The Campaign for College Opportunity released a new report Tuesday detailing the state of Black higher education in California. While progress has been made in a number of areas, the report’s authors found gaps in Black students’ college preparedness and persistent disparities when it comes to college completion.
According to the report, titled “2021 State of Higher Education for Black Californians,” 88% of Black 19-year-olds in the state have a high school diploma, and 80% of Black high school graduates who meet the state’s A-G course requirements for college readiness enroll in college within one year. But 60% of Black high school graduates do not meet these requirements, and thus only 60% of Black students overall in the state enroll in college within one year of graduation.
“We know that Black students [disproportionately] attend schools that don’t have strong access to the A-G courses … which means you can graduate high school without being prepared for college,” said Campaign for College Opportunity President Michele Siqueiros. “Students are often tracked based on very real racial biases,” which impact what level of access they have to college prep courses. In many school districts that serve high populations of Black and Brown students, these are not a part of the default curriculum, “which means you can graduate high school without being prepared for college,” she added.
Changes to community college transfer practices have helped increase access to transfer-level courses, a change that is particularly important for Black students, more than half of whom are identified as students who would benefit from additional academic support in college. And the state’s two public university systems, the California State University system and the University of California system, are also seeing an increase in the number of Black students on campus. Black student applications to the University of California increased by over 20% this year, and 26% of Black Californians now have a bachelor’s degree, and 10% have an associate degree. Two-thirds of Black Californians between 25-64 have enrolled in college.
But gaps still persist.
While more than 50% of Black students entering the UC System since 2012 graduated in four years or fewer, and 75% graduated within six years, accounting for the highest Black graduation rate across the state, Black student graduation rates remain roughly 20% lower than the rates for their White counterparts. At CSU, though more Black students are graduating, the gap between Black and White student graduation has actually increased from 21 to 25 percentage points.
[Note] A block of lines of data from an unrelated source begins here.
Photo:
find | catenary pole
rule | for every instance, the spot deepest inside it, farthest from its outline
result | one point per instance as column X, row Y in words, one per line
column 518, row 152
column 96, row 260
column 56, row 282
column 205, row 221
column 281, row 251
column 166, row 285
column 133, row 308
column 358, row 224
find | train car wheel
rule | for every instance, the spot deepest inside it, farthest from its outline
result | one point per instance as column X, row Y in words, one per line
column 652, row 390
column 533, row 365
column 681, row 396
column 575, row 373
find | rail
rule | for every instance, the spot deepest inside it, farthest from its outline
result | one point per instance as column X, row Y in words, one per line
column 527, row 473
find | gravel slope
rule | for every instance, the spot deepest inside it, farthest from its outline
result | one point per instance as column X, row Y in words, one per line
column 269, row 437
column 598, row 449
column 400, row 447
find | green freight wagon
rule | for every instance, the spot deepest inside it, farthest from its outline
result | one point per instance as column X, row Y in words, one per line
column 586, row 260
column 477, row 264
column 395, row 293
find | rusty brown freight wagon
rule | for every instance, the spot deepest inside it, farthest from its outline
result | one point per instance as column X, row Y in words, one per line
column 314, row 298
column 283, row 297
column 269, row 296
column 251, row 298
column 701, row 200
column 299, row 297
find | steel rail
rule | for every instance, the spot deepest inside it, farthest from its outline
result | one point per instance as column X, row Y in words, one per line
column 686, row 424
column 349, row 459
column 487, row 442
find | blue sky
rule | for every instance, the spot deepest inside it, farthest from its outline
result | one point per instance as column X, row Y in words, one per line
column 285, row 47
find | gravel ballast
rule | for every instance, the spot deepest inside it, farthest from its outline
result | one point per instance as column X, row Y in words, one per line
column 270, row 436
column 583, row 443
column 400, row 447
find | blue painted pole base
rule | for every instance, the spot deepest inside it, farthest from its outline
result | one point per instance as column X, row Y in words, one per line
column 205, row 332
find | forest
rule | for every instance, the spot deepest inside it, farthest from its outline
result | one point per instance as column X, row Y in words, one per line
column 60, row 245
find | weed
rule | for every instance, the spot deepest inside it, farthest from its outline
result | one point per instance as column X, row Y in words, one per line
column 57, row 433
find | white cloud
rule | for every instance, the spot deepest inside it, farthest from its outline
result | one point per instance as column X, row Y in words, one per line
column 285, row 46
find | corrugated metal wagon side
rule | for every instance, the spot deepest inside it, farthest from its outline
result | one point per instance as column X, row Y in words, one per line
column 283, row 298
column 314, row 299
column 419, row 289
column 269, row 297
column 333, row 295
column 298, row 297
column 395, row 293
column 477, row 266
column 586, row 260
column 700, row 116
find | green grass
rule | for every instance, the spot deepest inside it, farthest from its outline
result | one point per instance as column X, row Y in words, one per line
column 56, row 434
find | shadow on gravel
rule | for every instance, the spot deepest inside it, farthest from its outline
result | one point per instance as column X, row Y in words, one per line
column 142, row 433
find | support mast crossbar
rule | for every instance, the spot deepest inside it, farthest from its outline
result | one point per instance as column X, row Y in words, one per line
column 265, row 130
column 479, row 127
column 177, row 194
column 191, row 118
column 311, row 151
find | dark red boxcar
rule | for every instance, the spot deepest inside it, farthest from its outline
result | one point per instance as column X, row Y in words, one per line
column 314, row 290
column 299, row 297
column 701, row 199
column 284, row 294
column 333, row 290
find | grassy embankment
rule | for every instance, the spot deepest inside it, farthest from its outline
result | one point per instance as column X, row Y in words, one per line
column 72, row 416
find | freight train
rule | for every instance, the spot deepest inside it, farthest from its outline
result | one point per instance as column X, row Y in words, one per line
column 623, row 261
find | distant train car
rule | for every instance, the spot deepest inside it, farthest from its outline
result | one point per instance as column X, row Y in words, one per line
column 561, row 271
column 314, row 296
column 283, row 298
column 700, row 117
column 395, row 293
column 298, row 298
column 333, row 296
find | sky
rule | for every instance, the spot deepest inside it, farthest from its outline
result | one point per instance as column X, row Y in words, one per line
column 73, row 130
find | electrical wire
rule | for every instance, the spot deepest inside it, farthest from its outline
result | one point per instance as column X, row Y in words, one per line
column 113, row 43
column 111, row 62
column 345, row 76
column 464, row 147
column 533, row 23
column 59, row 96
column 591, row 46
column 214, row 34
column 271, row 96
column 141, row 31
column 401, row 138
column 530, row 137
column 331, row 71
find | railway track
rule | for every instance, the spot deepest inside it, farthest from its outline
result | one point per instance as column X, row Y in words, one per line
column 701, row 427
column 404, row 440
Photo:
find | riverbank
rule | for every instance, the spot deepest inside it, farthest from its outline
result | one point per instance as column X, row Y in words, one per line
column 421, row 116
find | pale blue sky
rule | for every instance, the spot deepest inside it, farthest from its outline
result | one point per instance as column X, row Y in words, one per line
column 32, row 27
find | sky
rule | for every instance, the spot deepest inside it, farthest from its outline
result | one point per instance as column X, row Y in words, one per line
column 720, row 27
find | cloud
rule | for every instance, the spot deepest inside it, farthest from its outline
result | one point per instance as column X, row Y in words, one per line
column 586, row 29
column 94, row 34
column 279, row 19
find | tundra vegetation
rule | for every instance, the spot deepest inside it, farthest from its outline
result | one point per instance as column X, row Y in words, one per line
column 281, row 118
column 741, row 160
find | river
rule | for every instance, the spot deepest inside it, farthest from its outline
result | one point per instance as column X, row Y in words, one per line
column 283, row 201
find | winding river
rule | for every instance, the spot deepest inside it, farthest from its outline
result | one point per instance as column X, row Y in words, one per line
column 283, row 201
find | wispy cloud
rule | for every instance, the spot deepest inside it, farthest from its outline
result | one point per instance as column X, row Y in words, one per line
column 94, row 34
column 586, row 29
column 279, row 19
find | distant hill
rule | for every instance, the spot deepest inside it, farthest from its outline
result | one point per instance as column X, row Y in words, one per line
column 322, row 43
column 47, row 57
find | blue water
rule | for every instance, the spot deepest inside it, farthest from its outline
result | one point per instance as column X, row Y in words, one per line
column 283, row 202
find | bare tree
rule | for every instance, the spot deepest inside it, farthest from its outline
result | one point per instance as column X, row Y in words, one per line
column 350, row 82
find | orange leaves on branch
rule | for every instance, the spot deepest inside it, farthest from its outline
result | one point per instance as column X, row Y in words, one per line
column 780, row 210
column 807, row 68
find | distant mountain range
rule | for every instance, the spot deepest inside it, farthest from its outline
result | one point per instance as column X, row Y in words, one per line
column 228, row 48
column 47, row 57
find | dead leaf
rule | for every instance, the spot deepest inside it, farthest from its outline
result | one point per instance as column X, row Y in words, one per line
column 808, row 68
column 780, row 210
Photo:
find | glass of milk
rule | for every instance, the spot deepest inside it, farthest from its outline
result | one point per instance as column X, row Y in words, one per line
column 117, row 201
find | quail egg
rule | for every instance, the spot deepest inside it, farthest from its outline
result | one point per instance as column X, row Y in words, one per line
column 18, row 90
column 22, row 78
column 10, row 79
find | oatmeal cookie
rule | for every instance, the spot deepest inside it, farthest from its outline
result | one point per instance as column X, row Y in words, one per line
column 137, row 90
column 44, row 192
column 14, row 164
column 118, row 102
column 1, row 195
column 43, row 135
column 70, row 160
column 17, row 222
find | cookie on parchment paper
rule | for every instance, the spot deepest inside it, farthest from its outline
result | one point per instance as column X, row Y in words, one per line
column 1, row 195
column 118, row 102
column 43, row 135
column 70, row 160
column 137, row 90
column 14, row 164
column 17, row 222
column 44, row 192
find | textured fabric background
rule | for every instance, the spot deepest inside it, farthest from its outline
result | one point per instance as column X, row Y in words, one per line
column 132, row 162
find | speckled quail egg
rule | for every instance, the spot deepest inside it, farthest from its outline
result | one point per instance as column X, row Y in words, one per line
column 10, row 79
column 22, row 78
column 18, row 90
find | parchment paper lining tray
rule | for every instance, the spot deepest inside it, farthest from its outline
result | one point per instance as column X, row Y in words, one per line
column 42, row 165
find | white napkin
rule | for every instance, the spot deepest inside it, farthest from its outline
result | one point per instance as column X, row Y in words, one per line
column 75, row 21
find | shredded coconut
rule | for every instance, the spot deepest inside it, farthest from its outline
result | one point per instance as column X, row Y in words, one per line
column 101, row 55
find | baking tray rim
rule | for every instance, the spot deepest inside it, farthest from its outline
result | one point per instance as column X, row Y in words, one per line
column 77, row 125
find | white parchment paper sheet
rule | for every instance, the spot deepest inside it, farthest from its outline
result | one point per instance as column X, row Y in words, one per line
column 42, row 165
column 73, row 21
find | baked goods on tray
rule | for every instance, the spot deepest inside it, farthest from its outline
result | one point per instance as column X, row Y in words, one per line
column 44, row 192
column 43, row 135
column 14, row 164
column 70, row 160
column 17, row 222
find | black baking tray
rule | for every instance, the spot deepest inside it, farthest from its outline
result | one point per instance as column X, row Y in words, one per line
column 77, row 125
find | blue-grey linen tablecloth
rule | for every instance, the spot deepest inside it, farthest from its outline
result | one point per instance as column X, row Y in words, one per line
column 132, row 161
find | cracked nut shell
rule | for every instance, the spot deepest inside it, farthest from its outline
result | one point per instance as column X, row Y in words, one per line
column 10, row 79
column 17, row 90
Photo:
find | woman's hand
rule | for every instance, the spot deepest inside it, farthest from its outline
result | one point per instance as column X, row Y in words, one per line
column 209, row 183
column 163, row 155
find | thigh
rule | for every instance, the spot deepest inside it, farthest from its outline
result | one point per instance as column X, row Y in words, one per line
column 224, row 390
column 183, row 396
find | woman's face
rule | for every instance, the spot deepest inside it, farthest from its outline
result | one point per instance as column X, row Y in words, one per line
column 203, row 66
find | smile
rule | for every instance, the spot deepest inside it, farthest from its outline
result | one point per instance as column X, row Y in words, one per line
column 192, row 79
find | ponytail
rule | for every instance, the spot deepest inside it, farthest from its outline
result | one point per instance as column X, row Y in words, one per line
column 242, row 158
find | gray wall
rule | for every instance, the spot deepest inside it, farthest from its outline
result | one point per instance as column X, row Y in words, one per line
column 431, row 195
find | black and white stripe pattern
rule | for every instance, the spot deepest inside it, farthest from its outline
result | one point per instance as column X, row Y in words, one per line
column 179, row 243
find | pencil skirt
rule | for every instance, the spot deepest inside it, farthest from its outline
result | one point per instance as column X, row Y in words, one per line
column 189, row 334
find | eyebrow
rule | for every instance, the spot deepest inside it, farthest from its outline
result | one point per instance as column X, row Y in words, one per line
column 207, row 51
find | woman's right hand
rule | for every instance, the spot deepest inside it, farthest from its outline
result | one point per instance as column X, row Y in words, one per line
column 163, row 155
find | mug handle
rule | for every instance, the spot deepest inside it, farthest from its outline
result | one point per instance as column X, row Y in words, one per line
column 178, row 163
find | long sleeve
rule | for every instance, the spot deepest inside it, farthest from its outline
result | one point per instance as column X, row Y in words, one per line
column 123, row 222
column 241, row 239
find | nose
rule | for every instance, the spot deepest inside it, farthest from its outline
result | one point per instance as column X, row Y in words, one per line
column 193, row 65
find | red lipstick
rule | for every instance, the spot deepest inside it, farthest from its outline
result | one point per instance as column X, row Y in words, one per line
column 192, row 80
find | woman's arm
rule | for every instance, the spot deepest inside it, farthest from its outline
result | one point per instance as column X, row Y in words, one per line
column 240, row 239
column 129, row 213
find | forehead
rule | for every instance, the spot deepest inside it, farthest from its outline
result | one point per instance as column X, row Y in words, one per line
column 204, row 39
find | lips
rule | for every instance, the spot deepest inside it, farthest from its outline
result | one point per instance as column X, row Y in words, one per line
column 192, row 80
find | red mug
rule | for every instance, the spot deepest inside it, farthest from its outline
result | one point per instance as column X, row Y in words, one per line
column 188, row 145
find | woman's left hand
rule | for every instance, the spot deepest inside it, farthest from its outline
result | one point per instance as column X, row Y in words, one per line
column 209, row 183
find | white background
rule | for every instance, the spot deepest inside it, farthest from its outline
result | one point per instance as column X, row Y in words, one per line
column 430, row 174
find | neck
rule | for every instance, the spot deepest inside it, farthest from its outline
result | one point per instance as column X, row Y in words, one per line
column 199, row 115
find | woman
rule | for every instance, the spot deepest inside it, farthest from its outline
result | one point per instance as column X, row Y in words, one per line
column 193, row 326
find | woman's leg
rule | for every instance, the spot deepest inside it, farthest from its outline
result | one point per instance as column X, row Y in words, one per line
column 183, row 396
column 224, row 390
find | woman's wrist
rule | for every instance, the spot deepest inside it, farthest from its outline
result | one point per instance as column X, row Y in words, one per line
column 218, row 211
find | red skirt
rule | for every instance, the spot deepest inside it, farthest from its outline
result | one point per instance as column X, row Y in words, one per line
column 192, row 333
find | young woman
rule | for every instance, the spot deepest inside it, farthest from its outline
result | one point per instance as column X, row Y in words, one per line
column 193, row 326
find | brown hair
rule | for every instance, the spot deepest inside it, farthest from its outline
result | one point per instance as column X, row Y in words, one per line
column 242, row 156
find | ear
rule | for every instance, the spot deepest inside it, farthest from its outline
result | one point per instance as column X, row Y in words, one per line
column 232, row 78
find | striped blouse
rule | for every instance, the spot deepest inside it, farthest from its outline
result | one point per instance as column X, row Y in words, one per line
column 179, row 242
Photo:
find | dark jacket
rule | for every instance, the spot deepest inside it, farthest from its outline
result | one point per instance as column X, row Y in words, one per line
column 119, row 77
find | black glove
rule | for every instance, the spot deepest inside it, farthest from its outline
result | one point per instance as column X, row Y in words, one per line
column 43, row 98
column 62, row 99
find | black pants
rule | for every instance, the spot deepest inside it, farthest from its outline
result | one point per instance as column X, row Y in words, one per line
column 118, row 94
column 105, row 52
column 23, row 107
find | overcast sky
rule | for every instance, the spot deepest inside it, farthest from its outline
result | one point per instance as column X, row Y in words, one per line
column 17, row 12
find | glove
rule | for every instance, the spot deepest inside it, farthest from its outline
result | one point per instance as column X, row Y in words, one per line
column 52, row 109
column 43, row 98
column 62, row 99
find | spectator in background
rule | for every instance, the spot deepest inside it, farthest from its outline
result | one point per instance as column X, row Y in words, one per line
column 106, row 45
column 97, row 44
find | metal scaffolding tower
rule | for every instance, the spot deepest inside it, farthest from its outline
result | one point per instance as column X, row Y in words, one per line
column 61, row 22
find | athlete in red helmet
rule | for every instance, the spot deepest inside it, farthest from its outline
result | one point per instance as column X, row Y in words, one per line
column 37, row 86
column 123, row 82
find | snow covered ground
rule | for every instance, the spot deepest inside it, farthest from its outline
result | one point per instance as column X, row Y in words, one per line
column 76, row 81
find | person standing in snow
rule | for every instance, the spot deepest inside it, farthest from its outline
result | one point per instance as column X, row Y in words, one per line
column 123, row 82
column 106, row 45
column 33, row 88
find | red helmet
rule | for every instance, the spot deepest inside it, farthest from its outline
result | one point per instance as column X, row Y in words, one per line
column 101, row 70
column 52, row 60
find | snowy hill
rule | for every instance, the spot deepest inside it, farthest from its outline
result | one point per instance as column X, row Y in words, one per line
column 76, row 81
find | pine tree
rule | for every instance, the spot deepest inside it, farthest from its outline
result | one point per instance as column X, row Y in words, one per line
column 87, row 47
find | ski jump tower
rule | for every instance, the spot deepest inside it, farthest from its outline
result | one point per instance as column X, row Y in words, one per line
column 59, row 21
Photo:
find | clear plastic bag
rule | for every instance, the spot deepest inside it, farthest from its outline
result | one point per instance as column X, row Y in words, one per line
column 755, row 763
Siqueiros said in order to address the gap, college leaders must “be very intentional and unabashed about how to support Black students.”
“That can’t happen if you’re not talking to Black students, if you don’t have Black faculty and staff in front of Black students, and if you’re not looking at the policies that have traditionally negatively impacted Black students,” she said. “The results we have today are a result of the policies and practices that we have chosen to accept. We absolutely can change those policies and practices to better support Black students.”
Remedial course placement and access to courses are among those policies Siqueiros cited, pointing to the state’s success with Black students passing transfer-level courses in the community college system. The report found that 48% of Black students who enrolled in 2019 completed transfer-level English in their first term, compared to just 15% in 2015. And 72% percent of Black students enrolled directly in transfer-level math in fall 2019, compared to 12% in fall 2015, yielding a pass rate of 27% in 2019, versus 7% in 2015.
“There’s been a lot of great work … to include outreach and support (from higher ed leaders) and offering of A-G courses online to students who don’t have access to them at their schools,” Siqueiros said. “I think part of the problem and challenge is that our education systems can often be very siloed from each other. If a high school leader doesn’t feel like it was his or her responsibility to prepare students for college — a lot of school leaders feel like their responsibility is to get students to graduation, not to college.”
“One of the problems that California continues to have is that we don’t have an education coordinating body that really brings K-12, community colleges, Cal State (institutions) and UC (institutions) together to really collaborate and improve the education that we provide to students,” she said. “I think in some ways we already know what needs to be done, but we’re not doing it at every campus.”